Escolha do local da construção
O Nzeb é um edifício concebido para apresentar balanço energético próximo de zero, princípio que orienta todas as decisões técnicas do projeto. Para a definição do local de implantação do projeto, foram considerados aspectos energéticos, os condicionantes da legislação urbanística vigente e o adequado aproveitamento da infraestrutura urbana existente no Campus Integração, em atendimento às seguintes necessidades:
- Maximização da insolação na edificação: para otimizar a eficiência da captação de energia solar, as placas fotovoltaicas não devem sofrer qualquer tipo de sombreamento. Dessa forma, para assegurar que não seja construída outra edificação que venha a sombrear o Nzeb, optou-se por construí-lo com a frente voltada para a via principal do Campus Integração, uma área que abriga estacionamento, sem possibilidade de novas construções;
- Diminuição do custo de execução da obra: opção por um local urbanizado, que já esteja servido de redes de água, esgoto, energia e internet;
- Máxima eficiência de energia limpa: para que esse desempenho seja alcançado, é essencial que as placas fotovoltaicas instaladas na edificação não sofram sombreamento, garantindo a máxima eficiência na geração de energia. A partir de análises para viabilidade do local, tornou-se necessária a supressão de árvores localizadas na área destinada à implantação do edifício no Campus Integração, uma vez que as espécies existentes comprometem a incidência solar sobre os painéis fotovoltaicos;
- Regulamentação: aprovação dos projetos pelos órgãos competentes, incluindo a autorização para supressão vegetal e a respectiva compensação ambiental, formalizada por meio do Ibama. Como compensação ao impacto da construção da edificação, a UNILA irá realizar a doação de 110 mudas de espécies nativas ao Horto Municipal. Esse alinhamento se deu em 2025, por meio de tratativas da Universidade com o Instituto Água e Terra (IAT) e com a Prefeitura Municipal de Foz do Iguaçu.
Histórico do projeto
A edificação foi projetada por uma equipe de professores e estudantes da UNILA, em 2019, e, no ano seguinte, o projeto foi um dos quatro selecionados pelo Edital Procel Edifica Nzeb Brasil, sendo contemplado com um financiamento de R$ 994 mil pela então Eletrobras, atual ENBPar.

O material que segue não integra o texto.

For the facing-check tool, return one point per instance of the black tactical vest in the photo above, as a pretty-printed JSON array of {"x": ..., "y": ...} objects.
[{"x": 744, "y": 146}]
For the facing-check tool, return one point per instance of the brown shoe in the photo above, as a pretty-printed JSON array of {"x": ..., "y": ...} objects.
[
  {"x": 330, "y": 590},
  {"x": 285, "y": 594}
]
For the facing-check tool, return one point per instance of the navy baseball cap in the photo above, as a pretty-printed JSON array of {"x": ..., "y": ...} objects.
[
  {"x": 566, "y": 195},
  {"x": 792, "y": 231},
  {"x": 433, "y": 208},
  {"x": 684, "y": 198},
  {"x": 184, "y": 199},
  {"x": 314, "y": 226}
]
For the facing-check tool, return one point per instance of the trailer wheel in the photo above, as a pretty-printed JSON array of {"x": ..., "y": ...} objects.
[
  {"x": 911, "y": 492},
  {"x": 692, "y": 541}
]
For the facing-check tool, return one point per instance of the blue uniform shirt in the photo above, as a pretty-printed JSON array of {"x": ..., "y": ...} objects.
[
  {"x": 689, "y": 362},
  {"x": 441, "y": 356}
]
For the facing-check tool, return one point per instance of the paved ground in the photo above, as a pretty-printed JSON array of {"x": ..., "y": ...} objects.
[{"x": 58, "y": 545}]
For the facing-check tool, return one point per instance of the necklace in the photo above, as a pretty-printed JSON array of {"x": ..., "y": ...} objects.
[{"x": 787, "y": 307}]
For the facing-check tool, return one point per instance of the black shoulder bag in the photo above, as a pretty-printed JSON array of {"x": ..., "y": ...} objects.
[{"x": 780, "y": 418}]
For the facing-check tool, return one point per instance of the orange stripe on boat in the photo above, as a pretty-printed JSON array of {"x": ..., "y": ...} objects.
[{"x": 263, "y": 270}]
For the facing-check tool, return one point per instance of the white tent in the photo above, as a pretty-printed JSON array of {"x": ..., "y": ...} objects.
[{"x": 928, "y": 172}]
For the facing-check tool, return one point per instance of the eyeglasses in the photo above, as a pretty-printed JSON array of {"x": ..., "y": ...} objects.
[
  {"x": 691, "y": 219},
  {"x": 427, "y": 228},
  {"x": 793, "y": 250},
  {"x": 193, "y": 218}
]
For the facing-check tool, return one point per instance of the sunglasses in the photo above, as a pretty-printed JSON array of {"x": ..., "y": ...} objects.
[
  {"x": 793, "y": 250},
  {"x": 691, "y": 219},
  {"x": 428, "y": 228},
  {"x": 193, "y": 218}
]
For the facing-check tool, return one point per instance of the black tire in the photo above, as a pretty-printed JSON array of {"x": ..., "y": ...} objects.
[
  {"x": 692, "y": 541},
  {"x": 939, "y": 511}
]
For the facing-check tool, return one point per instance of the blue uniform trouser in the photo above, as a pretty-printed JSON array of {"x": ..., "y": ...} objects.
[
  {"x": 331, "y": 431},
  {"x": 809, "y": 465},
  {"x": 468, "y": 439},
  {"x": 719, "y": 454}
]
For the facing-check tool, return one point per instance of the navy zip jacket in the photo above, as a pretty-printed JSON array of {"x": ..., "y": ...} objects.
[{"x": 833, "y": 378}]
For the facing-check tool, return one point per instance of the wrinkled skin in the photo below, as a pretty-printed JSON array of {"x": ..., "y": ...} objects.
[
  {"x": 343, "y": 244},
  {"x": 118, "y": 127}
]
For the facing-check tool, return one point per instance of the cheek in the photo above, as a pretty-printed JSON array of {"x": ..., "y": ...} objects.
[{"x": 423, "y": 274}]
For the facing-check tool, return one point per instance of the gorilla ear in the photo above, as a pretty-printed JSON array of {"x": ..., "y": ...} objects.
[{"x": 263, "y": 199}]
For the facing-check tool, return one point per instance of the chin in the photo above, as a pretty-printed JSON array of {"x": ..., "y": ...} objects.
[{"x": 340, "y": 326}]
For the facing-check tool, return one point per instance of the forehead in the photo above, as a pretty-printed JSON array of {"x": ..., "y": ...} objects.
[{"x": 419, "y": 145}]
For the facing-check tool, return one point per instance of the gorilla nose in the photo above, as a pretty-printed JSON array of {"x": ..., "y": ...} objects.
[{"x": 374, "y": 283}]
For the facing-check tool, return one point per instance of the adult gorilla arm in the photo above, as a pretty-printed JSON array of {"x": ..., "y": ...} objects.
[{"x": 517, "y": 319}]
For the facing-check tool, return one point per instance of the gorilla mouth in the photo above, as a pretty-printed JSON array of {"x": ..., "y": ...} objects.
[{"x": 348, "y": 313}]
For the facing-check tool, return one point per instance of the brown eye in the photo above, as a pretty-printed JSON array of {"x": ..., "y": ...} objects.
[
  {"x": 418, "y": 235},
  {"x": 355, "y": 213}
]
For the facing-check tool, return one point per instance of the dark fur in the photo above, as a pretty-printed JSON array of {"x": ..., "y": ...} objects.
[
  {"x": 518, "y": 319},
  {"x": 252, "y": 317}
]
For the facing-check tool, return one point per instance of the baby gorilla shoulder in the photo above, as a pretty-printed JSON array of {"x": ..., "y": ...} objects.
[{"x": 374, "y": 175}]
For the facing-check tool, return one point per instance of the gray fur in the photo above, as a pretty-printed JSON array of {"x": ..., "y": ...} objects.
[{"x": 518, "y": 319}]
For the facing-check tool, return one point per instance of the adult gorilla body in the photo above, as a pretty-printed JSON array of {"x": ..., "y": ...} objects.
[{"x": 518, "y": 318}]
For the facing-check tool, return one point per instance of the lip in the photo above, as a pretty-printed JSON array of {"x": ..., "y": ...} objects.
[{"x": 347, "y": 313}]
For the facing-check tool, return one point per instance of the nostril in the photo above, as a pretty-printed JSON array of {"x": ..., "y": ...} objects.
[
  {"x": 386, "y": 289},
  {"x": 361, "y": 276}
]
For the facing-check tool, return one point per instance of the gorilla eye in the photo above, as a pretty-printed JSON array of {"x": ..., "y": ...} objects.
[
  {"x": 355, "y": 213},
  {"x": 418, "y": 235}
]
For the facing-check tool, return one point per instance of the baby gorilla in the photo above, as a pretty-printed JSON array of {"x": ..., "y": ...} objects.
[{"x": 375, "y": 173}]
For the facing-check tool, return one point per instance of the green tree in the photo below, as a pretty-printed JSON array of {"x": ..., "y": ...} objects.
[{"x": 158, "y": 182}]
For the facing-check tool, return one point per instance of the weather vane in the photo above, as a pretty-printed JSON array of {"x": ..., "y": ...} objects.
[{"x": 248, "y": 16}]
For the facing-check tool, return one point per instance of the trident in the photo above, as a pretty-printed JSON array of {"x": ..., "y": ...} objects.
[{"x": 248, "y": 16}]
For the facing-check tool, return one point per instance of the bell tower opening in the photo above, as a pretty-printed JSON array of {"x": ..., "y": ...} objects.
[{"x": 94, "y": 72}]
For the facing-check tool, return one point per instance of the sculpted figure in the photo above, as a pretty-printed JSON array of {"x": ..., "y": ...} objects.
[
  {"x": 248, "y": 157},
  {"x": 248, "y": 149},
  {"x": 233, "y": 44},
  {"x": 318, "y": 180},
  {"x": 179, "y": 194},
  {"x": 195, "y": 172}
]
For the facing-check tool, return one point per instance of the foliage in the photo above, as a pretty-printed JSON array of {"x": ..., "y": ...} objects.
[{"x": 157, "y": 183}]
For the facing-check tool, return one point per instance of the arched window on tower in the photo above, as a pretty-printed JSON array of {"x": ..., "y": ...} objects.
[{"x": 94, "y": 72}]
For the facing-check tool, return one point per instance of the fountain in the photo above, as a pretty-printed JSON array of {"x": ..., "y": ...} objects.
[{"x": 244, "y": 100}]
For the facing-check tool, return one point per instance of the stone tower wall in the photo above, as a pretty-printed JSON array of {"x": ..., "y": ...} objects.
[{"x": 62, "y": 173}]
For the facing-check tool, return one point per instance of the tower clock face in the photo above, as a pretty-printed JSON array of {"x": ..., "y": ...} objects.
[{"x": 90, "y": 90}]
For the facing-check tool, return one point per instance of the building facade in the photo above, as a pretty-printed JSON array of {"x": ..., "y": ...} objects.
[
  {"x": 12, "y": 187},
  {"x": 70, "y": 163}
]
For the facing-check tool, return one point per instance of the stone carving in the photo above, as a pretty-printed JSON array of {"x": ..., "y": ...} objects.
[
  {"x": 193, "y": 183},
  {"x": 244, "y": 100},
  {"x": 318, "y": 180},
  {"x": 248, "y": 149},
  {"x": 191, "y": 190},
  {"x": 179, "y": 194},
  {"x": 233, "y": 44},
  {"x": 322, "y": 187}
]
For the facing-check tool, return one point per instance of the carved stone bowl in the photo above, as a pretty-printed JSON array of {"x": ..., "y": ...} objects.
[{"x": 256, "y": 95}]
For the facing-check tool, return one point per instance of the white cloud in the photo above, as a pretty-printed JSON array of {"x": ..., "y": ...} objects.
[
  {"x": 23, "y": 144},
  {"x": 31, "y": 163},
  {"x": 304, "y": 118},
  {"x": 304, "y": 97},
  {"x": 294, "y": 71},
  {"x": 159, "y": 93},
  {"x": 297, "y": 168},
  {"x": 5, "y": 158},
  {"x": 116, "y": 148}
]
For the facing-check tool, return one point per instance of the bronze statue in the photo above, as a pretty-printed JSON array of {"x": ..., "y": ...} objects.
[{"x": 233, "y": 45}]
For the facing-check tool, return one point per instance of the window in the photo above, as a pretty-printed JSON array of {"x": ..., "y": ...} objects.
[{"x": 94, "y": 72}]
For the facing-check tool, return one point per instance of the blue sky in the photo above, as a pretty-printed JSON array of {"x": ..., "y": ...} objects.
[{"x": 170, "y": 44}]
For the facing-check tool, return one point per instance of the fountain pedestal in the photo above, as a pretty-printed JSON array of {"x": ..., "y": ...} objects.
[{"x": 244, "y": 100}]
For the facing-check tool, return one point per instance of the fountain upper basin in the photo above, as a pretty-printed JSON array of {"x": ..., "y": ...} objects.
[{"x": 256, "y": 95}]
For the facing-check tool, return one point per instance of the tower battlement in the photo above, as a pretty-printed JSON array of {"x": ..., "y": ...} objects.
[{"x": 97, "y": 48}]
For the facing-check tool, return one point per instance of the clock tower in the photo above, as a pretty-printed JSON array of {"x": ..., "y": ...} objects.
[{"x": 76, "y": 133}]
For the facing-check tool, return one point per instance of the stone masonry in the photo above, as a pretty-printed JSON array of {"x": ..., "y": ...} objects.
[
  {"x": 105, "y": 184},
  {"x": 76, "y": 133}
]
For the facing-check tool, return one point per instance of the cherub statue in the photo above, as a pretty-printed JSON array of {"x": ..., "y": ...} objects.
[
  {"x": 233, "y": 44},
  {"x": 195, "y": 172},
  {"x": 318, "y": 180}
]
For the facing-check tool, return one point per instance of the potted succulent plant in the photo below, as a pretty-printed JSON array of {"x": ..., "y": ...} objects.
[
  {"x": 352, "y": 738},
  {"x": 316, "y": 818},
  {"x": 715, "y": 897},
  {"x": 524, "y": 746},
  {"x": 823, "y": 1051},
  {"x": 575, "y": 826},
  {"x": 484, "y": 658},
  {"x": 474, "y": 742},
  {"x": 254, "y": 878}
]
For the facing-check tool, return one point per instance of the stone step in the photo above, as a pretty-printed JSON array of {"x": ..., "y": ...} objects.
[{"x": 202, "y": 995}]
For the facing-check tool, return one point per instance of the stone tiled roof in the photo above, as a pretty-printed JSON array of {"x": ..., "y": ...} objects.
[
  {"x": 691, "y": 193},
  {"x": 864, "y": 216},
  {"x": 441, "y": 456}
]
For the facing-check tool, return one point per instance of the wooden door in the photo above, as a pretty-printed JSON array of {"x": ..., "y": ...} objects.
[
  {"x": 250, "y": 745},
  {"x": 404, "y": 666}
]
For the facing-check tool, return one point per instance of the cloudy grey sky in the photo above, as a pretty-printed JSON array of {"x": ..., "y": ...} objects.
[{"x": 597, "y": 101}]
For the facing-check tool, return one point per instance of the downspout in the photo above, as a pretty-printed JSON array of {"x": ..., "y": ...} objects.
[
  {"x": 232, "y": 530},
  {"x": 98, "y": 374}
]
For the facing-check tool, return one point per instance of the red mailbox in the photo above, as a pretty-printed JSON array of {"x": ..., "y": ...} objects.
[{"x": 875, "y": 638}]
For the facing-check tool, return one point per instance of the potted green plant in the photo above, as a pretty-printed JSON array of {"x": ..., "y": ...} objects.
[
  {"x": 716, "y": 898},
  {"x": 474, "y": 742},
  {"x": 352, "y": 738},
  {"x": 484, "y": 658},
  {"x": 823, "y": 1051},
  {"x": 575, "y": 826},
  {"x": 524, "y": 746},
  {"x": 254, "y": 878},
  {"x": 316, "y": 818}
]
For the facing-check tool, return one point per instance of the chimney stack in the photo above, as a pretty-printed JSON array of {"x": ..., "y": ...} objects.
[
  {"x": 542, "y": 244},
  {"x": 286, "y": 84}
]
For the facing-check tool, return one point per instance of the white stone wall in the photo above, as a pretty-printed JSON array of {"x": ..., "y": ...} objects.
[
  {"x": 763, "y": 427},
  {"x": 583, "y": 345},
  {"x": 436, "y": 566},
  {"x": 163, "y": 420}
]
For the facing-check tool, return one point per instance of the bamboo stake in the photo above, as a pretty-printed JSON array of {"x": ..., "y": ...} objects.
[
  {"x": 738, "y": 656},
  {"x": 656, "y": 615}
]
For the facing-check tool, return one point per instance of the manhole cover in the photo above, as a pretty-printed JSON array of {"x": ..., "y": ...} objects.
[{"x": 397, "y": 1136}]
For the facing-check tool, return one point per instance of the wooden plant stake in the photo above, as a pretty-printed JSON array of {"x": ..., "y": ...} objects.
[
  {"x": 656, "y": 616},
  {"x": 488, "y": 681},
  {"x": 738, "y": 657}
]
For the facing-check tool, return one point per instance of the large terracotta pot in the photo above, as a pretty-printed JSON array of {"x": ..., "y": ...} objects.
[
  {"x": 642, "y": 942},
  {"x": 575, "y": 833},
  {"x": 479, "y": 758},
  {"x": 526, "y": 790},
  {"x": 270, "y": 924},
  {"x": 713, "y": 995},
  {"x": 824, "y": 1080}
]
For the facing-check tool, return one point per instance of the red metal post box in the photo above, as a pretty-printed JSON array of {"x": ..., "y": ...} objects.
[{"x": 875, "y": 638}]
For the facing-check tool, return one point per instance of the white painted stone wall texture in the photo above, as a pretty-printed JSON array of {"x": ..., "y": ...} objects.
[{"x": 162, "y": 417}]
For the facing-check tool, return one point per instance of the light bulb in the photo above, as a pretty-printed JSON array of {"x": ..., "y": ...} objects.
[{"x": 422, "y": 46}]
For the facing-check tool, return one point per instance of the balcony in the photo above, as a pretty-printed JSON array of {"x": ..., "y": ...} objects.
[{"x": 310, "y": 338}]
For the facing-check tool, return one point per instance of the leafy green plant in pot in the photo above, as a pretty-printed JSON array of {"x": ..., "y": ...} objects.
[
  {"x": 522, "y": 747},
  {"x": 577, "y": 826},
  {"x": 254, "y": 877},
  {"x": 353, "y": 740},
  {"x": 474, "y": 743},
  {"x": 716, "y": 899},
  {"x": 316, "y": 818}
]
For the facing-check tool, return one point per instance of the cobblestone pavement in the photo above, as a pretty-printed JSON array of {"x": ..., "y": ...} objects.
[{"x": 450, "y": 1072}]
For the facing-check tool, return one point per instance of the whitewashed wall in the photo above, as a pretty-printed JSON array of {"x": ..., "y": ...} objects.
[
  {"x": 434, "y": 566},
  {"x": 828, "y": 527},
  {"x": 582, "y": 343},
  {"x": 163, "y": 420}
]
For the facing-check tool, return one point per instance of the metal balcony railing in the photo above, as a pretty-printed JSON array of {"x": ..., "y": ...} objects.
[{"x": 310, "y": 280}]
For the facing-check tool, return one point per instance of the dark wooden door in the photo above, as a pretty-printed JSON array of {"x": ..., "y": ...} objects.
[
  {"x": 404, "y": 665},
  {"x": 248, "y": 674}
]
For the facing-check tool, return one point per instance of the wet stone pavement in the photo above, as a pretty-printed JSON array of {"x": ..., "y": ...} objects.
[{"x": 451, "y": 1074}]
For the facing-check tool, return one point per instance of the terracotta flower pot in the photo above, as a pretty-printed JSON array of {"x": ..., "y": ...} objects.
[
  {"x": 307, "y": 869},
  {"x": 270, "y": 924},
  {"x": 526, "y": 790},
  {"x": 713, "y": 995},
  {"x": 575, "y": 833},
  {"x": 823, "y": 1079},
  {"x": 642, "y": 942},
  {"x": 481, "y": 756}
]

Em 2021, a equipe técnica da Prefeitura Universitária passou a capitanear o projeto para detalhamento e submissão aos órgãos competentes. No mesmo ano, também foram iniciadas as tratativas com a FEESC, culminando com a assinatura de um convênio entre a UNILA, a ENBPar e a Fundação em novembro de 2024. Na ocasião da assinatura, a UNILA disponibilizou uma contrapartida de R$ 947 mil, com aprovação do projeto pelo Conselho Universitário (CONSUN) em 2025.
Já no último mês de novembro, a FEESC promoveu uma seleção pública para a construção do Nzeb. A empresa vencedora foi a Xlam Brasil, sediada em Santa Terezinha de Itaipu/PR. Assinado no dia 9 de janeiro deste ano, o contrato tem o valor de R$ 1,39 milhão, com um prazo de execução de 12 meses.
O valor restante disponibilizado ao projeto será empregado em outras duas contratações: execução da automação e certificações inerentes ao Programa Brasileiro de Etiquetagem de Edificações (PBE Edifica), exigências do edital a que o Nzeb foi submetido.